SUI CONFINI DELLA LUCE

Dal 9 settembre al 20 novembre 2015
Inaugurazione: 8 settembre 2015, ore 17
A cura di Marco Meneguzzo                                                                         
                                                                                                                                                                                                                                                                                                                                                                                                                                                 

La Galleria Allegra Ravizza è lieta di presentare la mostra personale di Alberto Biasi, Sui confini della luce, a cura di Marco Meneguzzo. Sui confini della luce è un importante progetto di ricerca storico-critica, che ripropone – per la prima volta in Svizzera - le tre opere ambientali più importanti dell’intera attività dell’artista. Inizialmente pensate e realizzate tra il 1962 e il 1974, permetteranno al pubblico di scoprire attraverso le proprie esperienze sensoriali, sollecitate e messe alla prova dagli ambienti di Biasi,  la creatività' e l'innovazione dell’artista, “applicate” direttamente al fruitore, secondo gli assunti di partecipazione e di trasformazione dello spettatore in “attore” dell’opera d’arte, tipici di quello straordinario momento storico. Il visitatore è accolto in mostra dall'installazione "Orizzontale ellebi", opera interattiva del 1967, montata a pavimento, composta da strati di fluidi fluorescenti uniti ad oli, all’interno di contenitori di polietilene, calpestatili e attivati da lampade a luce nera. Questi strati di fluido si muovono al tocco del passo del visitatore che sarà obbligato a camminare sopra l’opera per accedere alle altre aree della mostra. L’opera era stata esposta alla Biennale di San Marino e viene per l’occasione completamente ricostruita.
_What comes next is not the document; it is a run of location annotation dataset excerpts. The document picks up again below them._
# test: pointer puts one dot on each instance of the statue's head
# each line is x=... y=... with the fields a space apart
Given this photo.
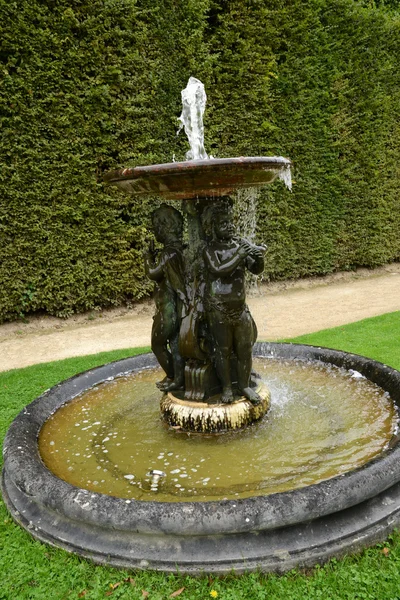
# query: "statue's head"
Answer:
x=217 y=219
x=167 y=223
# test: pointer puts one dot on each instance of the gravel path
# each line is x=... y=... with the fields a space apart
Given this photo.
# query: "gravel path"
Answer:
x=280 y=309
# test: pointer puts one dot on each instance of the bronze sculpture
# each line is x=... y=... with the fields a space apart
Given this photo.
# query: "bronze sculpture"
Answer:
x=167 y=271
x=203 y=332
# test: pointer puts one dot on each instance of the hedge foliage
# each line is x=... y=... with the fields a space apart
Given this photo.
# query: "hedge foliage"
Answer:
x=90 y=85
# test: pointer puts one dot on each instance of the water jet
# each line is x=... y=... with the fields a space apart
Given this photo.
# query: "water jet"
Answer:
x=268 y=456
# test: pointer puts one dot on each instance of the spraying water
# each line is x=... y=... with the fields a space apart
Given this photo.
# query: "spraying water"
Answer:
x=285 y=175
x=193 y=106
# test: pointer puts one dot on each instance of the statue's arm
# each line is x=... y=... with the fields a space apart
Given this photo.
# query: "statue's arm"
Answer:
x=224 y=266
x=256 y=264
x=154 y=270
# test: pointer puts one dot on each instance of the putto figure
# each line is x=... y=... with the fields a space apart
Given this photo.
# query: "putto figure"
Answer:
x=231 y=326
x=167 y=270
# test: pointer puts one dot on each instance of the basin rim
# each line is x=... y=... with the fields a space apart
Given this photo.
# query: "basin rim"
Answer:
x=25 y=472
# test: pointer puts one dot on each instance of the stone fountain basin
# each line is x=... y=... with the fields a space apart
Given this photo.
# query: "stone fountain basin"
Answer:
x=273 y=533
x=198 y=178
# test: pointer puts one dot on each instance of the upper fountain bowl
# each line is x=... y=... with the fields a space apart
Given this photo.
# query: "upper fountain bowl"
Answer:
x=200 y=178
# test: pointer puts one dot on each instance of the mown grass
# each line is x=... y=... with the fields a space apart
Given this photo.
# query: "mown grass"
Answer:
x=30 y=569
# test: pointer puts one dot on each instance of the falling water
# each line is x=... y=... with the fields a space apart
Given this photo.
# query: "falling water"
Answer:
x=193 y=106
x=285 y=175
x=245 y=211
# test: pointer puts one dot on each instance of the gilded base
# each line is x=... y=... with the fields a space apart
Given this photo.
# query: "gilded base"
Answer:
x=214 y=417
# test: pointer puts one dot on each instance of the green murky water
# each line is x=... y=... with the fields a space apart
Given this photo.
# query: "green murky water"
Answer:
x=323 y=421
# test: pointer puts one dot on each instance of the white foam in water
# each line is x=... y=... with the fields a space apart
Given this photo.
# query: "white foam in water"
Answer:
x=193 y=106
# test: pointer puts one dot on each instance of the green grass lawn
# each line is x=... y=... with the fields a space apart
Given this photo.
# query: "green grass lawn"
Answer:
x=29 y=569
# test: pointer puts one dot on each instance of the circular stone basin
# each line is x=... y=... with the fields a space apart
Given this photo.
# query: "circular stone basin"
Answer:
x=323 y=421
x=296 y=511
x=199 y=178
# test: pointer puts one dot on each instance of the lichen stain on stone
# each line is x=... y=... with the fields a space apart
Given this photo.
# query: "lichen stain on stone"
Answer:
x=213 y=418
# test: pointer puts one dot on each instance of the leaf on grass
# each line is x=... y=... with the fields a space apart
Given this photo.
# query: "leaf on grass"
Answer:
x=177 y=593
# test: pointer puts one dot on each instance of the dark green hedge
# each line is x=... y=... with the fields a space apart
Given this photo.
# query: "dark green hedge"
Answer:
x=91 y=85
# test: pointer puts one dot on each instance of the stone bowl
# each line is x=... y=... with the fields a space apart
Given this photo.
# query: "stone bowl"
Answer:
x=198 y=178
x=276 y=532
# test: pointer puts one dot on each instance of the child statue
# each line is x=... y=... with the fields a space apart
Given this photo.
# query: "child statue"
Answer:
x=167 y=271
x=231 y=326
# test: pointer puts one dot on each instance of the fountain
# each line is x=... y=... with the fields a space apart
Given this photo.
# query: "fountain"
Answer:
x=267 y=456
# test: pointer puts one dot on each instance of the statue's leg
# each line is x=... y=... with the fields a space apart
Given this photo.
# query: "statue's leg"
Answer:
x=222 y=336
x=159 y=345
x=179 y=365
x=244 y=338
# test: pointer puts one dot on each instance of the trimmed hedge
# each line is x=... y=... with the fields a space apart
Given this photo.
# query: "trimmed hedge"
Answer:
x=92 y=85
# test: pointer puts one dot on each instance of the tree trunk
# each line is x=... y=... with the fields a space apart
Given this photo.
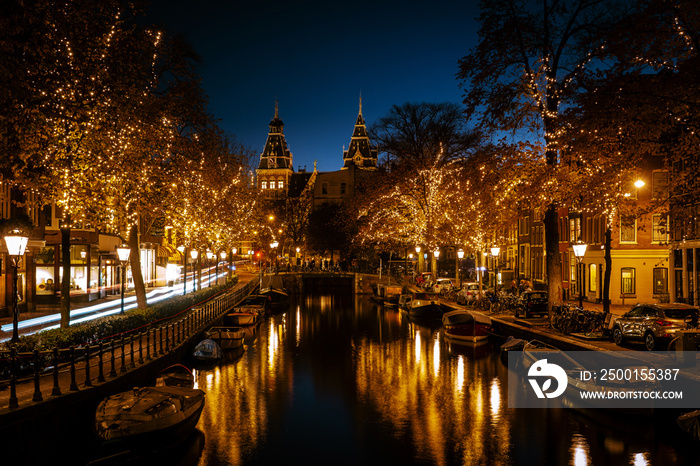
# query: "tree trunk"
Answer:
x=199 y=272
x=551 y=217
x=551 y=235
x=608 y=272
x=65 y=282
x=135 y=262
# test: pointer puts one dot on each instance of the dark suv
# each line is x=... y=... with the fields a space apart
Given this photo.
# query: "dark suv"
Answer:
x=530 y=303
x=654 y=322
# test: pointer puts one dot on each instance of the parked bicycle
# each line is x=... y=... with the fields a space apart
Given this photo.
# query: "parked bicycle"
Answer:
x=573 y=319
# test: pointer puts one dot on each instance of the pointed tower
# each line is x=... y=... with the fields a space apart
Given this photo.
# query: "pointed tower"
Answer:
x=275 y=168
x=360 y=152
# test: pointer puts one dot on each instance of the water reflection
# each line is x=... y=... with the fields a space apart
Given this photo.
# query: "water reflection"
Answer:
x=339 y=380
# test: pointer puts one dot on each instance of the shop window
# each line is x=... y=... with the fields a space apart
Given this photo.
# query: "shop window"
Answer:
x=628 y=282
x=45 y=280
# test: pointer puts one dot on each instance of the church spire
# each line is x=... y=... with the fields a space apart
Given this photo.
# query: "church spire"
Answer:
x=360 y=153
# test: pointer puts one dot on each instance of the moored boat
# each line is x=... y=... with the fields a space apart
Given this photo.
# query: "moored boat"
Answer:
x=207 y=350
x=537 y=352
x=227 y=337
x=466 y=325
x=241 y=318
x=176 y=375
x=278 y=297
x=255 y=304
x=425 y=304
x=387 y=294
x=149 y=414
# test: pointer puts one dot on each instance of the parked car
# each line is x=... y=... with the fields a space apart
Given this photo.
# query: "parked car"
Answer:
x=443 y=285
x=531 y=303
x=469 y=292
x=654 y=323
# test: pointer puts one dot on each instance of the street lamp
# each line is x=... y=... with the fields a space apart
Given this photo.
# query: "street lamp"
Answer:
x=210 y=256
x=194 y=254
x=436 y=254
x=182 y=250
x=123 y=252
x=419 y=261
x=579 y=252
x=460 y=256
x=495 y=250
x=274 y=245
x=16 y=244
x=223 y=259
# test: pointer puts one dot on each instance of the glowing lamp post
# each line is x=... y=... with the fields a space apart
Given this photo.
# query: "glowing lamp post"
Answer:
x=494 y=252
x=194 y=254
x=460 y=256
x=579 y=252
x=436 y=255
x=123 y=252
x=273 y=246
x=16 y=244
x=210 y=256
x=419 y=261
x=223 y=259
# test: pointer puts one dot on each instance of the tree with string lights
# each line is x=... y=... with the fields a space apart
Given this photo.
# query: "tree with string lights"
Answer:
x=529 y=61
x=641 y=113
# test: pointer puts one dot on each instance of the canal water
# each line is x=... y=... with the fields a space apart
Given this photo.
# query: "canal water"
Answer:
x=339 y=380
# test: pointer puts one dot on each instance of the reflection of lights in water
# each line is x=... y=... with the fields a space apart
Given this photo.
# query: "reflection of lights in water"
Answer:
x=271 y=346
x=417 y=345
x=459 y=381
x=436 y=356
x=432 y=412
x=495 y=399
x=325 y=302
x=579 y=450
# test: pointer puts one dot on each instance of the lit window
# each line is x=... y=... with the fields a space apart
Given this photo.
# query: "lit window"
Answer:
x=659 y=184
x=660 y=280
x=659 y=229
x=628 y=283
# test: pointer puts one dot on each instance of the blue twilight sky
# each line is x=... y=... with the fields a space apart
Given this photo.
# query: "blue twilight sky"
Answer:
x=316 y=58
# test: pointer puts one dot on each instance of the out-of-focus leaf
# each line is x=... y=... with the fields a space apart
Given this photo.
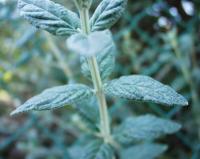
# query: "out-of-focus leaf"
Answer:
x=49 y=16
x=105 y=58
x=145 y=127
x=107 y=13
x=143 y=151
x=98 y=150
x=144 y=88
x=56 y=97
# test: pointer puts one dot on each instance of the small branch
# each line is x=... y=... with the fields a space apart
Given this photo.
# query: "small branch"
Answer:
x=97 y=82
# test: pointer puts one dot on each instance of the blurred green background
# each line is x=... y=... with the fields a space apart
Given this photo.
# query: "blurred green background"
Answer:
x=159 y=38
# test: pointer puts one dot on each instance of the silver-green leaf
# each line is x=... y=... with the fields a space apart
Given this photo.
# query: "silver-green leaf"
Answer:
x=144 y=88
x=143 y=151
x=107 y=14
x=50 y=16
x=98 y=150
x=145 y=127
x=105 y=58
x=56 y=97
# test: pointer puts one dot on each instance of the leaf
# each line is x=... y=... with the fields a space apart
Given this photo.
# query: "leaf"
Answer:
x=105 y=59
x=143 y=151
x=50 y=16
x=90 y=45
x=56 y=97
x=107 y=14
x=98 y=150
x=146 y=127
x=89 y=112
x=144 y=88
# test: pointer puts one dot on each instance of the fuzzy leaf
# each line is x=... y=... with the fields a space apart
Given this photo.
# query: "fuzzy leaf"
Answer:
x=50 y=16
x=144 y=88
x=56 y=97
x=98 y=150
x=143 y=151
x=107 y=14
x=105 y=59
x=89 y=112
x=145 y=127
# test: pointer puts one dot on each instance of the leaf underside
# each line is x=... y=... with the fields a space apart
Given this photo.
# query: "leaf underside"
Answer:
x=146 y=127
x=105 y=60
x=98 y=150
x=144 y=88
x=143 y=151
x=50 y=16
x=56 y=97
x=107 y=14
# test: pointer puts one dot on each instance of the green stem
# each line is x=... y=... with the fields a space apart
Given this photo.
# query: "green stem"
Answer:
x=97 y=82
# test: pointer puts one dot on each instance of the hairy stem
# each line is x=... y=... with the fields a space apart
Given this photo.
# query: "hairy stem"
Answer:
x=97 y=82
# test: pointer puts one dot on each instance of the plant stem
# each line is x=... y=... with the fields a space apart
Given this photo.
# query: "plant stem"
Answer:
x=97 y=82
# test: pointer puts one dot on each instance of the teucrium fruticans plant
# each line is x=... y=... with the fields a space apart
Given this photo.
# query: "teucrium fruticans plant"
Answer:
x=90 y=38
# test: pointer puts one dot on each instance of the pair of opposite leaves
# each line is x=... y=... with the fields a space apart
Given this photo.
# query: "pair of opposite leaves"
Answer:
x=54 y=18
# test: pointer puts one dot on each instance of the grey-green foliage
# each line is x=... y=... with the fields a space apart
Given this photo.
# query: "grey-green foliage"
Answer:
x=145 y=127
x=144 y=88
x=49 y=16
x=92 y=44
x=143 y=151
x=105 y=57
x=107 y=14
x=56 y=97
x=98 y=150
La luce nera di wood viene utilizzata anche in un’altra opera presente in mostra: "Eco" del 1974. In questa installazione l’ombra dello spettatore si imprime su una superficie fosforescente lasciando traccia del suo passaggio. Lo spettatore attivando con il movimento l’installazione, diventa a sua volta protagonista dell’evento visivo. Il percorso prosegue infine con "Light prism", tuffo nell’arcobaleno, del periodo 1962-69. Quest’opera appartiene all’unica produzione di Biasi che prevede un cinetismo motorizzato necessario alla scomposizione della luce Bianca. Grandi prismi ruotano a velocità variabili per creare un cangiante e casuale arcobaleno in movimento. La multiforme creatività visiva di Alberto Biasi è un arte che attiva e stimola i meccanismi della percezione dello spettatore, attraverso giochi di luce e illusione di movimento, in bilico tra bidimensionalità e tridimensionalità. 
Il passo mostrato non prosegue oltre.